Elle se réfugia dans la pièce voisine, composa rapidement.
— Thomas, c’est Max. On a été prises dans une embuscade. Deux hommes armés nous attendaient à la sortie de l’université.
— Rapport.
— Deux neutralisés. Aucune blessure grave. J’ai extrait la cible et l’ai mise en sécurité dans une planque. On attend vos ordres pour l’évacuation.
— Pas d’opération cette nuit, trop risqué. Restez sur place. Une équipe viendra au petit matin. Bon boulot, Max.
Elle raccrocha.
Et souffla.
Juste un instant. Dos au mur, la main sur la nuque, le cœur encore en vrac. Puis elle retourna dans la pièce principale.
Garence était debout, l’attendait. Sans un mot.
— Alors ? demanda-t-elle.
— On reste ici jusqu’à demain matin. Ensuite on bouge.
— Bien. Et en attendant, on fait semblant que rien ne s’est passé ?
Max s’immobilisa.
— C’est mieux, dit-elle.
Garence s’approcha. Elle marchait pieds nus, en silence.
— Tu peux me mentir autant que tu veux, Max. Mais je t’ai sentie trembler quand tu m’as tenue. Et je t’ai vue fermer les yeux quand je t’ai embrassée.
Max détourna encore le regard. Mais Garence toucha son bras. Juste un effleurement. Une étincelle.
— Tu m’as pas repoussée.
— Parce que j’ai pas eu le temps.
— Tu l’as pas voulu, surtout.
Max recula.
— Faut qu’on dorme.
— Tu vas dormir là ? demanda Garence en montrant la chaise bancale près de la porte.
— Poste de garde.
— Ou barrière.
Max s’installa, bras croisés. Raide.
Garence s’allongea, tira une vieille couverture râpeuse sur elle.
Le silence s’étira.
Puis, dans un souffle :
— Tu vas finir par craquer, Max.
Max ferma les yeux.
— C’est bien ce qui me fait peur.
Un bruit résonna soudain dans la cage d’escalier. Un craquement métallique. Les deux femmes se figèrent.
Max bondit vers la porte, l’œil à l’œilleton. Rien.
Un bruit de griffes sur le carrelage. Un halètement. Puis un jappement étouffé.

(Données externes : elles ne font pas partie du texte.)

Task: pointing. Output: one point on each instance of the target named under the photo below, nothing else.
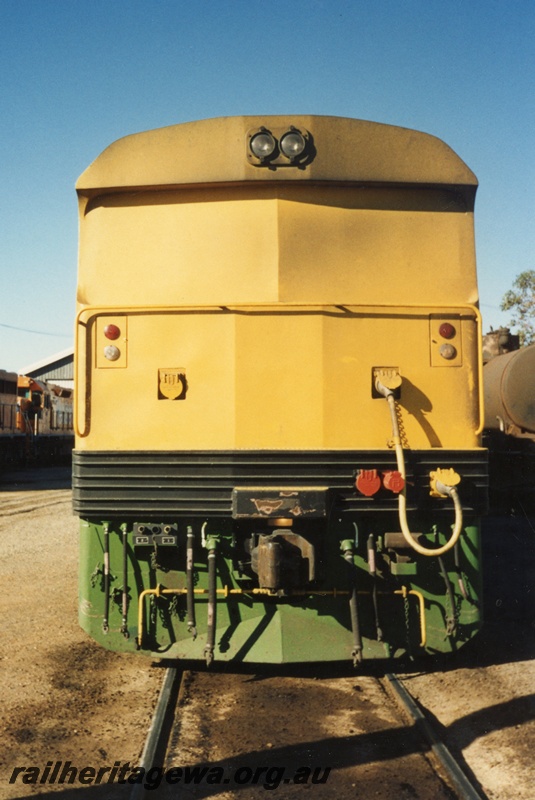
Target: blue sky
(77, 75)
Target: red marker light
(447, 331)
(112, 332)
(368, 482)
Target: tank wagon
(509, 384)
(279, 397)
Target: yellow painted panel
(169, 252)
(283, 380)
(342, 254)
(225, 246)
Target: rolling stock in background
(279, 395)
(36, 421)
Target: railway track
(229, 736)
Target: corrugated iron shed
(58, 369)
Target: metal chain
(406, 609)
(402, 432)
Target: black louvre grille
(200, 484)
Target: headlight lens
(263, 145)
(292, 144)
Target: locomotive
(279, 406)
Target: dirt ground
(63, 697)
(66, 699)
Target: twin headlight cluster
(284, 147)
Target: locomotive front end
(278, 417)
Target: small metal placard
(276, 502)
(172, 383)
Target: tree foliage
(521, 301)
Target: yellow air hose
(441, 489)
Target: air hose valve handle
(443, 481)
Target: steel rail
(154, 740)
(460, 782)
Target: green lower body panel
(134, 596)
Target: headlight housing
(279, 147)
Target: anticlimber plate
(287, 503)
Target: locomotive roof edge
(214, 151)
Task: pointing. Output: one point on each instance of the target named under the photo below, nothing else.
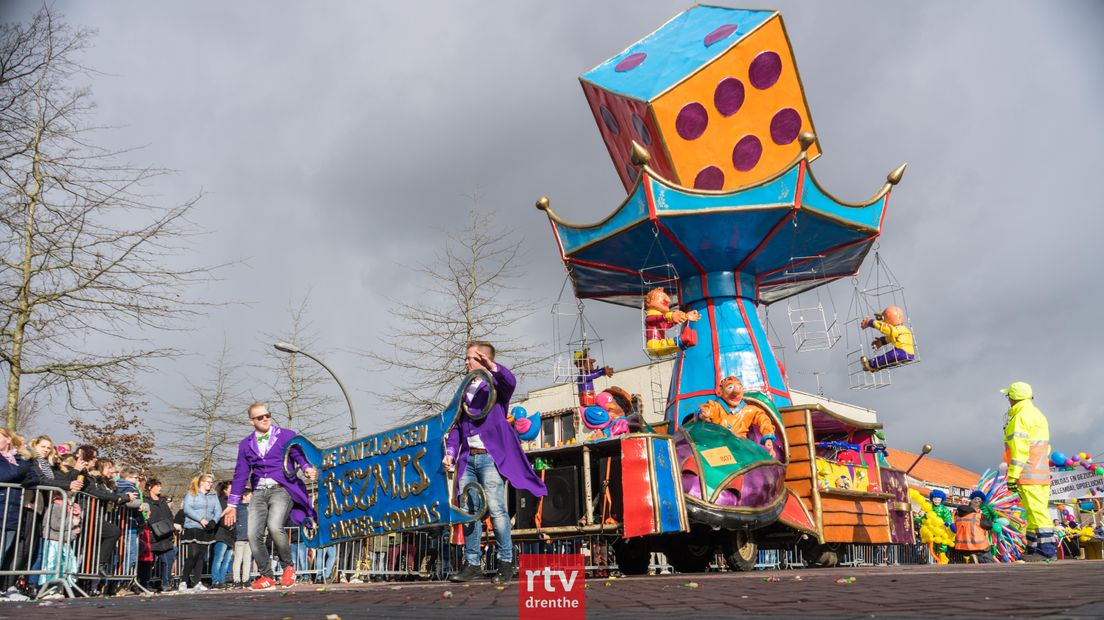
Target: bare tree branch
(89, 264)
(469, 296)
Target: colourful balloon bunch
(606, 419)
(1068, 462)
(527, 426)
(1008, 528)
(932, 528)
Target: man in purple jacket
(487, 450)
(275, 493)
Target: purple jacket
(252, 467)
(497, 435)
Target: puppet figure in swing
(587, 372)
(897, 335)
(659, 318)
(739, 414)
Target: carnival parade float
(709, 130)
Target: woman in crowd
(16, 469)
(201, 519)
(223, 542)
(160, 535)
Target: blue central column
(731, 341)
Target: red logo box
(551, 587)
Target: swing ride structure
(708, 127)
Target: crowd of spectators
(65, 511)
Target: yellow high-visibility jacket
(1027, 445)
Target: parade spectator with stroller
(161, 532)
(201, 514)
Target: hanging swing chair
(575, 340)
(659, 284)
(879, 329)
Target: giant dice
(713, 95)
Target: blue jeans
(165, 560)
(268, 510)
(220, 564)
(324, 562)
(480, 468)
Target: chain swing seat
(576, 341)
(879, 330)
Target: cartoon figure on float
(740, 412)
(607, 418)
(588, 372)
(659, 318)
(897, 335)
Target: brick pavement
(1065, 589)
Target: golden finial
(806, 139)
(894, 177)
(639, 155)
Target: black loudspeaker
(561, 505)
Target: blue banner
(388, 482)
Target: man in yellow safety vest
(1027, 453)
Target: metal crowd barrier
(30, 549)
(106, 548)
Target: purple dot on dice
(785, 126)
(641, 130)
(691, 121)
(729, 96)
(746, 153)
(630, 62)
(720, 34)
(710, 178)
(607, 117)
(765, 70)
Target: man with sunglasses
(276, 493)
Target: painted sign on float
(388, 482)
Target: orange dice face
(717, 94)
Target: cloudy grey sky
(330, 137)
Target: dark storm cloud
(333, 139)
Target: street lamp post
(923, 451)
(287, 348)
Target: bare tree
(305, 394)
(120, 434)
(27, 417)
(469, 295)
(208, 428)
(89, 265)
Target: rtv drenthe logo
(551, 586)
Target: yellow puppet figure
(658, 318)
(897, 335)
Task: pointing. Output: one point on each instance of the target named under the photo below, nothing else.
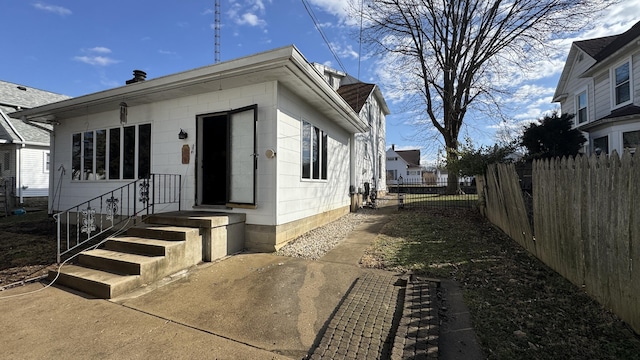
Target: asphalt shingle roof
(602, 48)
(412, 157)
(15, 96)
(356, 95)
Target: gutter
(22, 141)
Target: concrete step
(141, 246)
(163, 232)
(94, 282)
(118, 262)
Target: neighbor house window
(601, 145)
(581, 107)
(115, 154)
(631, 140)
(46, 162)
(314, 152)
(622, 84)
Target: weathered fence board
(586, 223)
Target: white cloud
(62, 11)
(338, 8)
(96, 60)
(344, 51)
(100, 50)
(250, 12)
(250, 19)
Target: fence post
(400, 196)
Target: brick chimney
(138, 76)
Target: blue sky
(77, 47)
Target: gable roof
(601, 50)
(412, 157)
(15, 97)
(594, 46)
(618, 42)
(285, 65)
(356, 95)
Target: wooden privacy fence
(586, 215)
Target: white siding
(602, 94)
(298, 198)
(34, 177)
(167, 118)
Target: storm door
(226, 158)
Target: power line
(324, 37)
(216, 28)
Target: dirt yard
(27, 246)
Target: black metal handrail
(80, 226)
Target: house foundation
(270, 238)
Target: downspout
(353, 189)
(18, 156)
(52, 153)
(19, 174)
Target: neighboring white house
(405, 164)
(368, 148)
(24, 147)
(600, 84)
(264, 135)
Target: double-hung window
(622, 84)
(631, 140)
(582, 114)
(314, 152)
(122, 153)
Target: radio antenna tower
(216, 28)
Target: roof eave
(269, 66)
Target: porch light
(123, 113)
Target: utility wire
(324, 37)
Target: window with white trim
(622, 84)
(46, 162)
(631, 140)
(582, 114)
(601, 145)
(122, 153)
(314, 152)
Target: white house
(264, 135)
(24, 148)
(368, 148)
(600, 84)
(405, 164)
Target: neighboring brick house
(600, 84)
(405, 164)
(24, 148)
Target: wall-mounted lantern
(270, 153)
(123, 113)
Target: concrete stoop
(149, 251)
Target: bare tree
(457, 55)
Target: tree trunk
(453, 186)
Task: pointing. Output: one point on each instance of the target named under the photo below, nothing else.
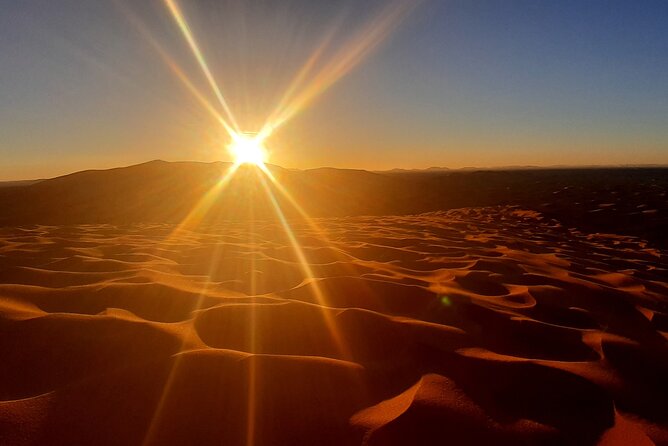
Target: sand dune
(630, 201)
(473, 326)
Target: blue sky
(456, 83)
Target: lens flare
(247, 148)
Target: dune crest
(474, 326)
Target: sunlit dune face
(248, 149)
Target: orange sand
(473, 326)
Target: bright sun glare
(248, 149)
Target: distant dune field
(491, 325)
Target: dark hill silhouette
(614, 200)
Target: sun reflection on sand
(315, 76)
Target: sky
(409, 84)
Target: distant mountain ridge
(626, 200)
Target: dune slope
(474, 326)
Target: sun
(248, 148)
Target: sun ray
(351, 55)
(308, 273)
(174, 67)
(180, 20)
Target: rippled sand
(473, 326)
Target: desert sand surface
(629, 201)
(488, 325)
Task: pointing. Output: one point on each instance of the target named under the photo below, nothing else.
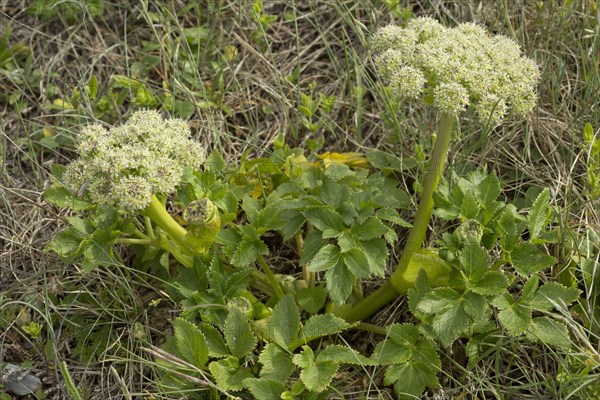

Max souffla, relâchant ses épaules.
— C’est juste le chien du voisin, dit-elle.
Garence se remit à respirer. Mais son regard restait écarquillé, les pupilles dilatées.
— Fiou… Tu vois, dit-elle en tentant un sourire, l’extérieur est peut-être plus dangereux que ce qu’il y a ici.
Mais Max voyait bien, dans ses yeux, la peur qui n’était pas partie.
Alors elle se leva.
S’approcha doucement du lit.
Et sans un mot, elle s’assit à côté d’elle.
Lentement, elle posa sa main sur le dos de Garence. Sous le tissu.
Un simple contact. Calme. Présent.
Garence ne dit rien. Ne bougea pas.
Et dans le silence, leurs souffles s’accordèrent peu à peu.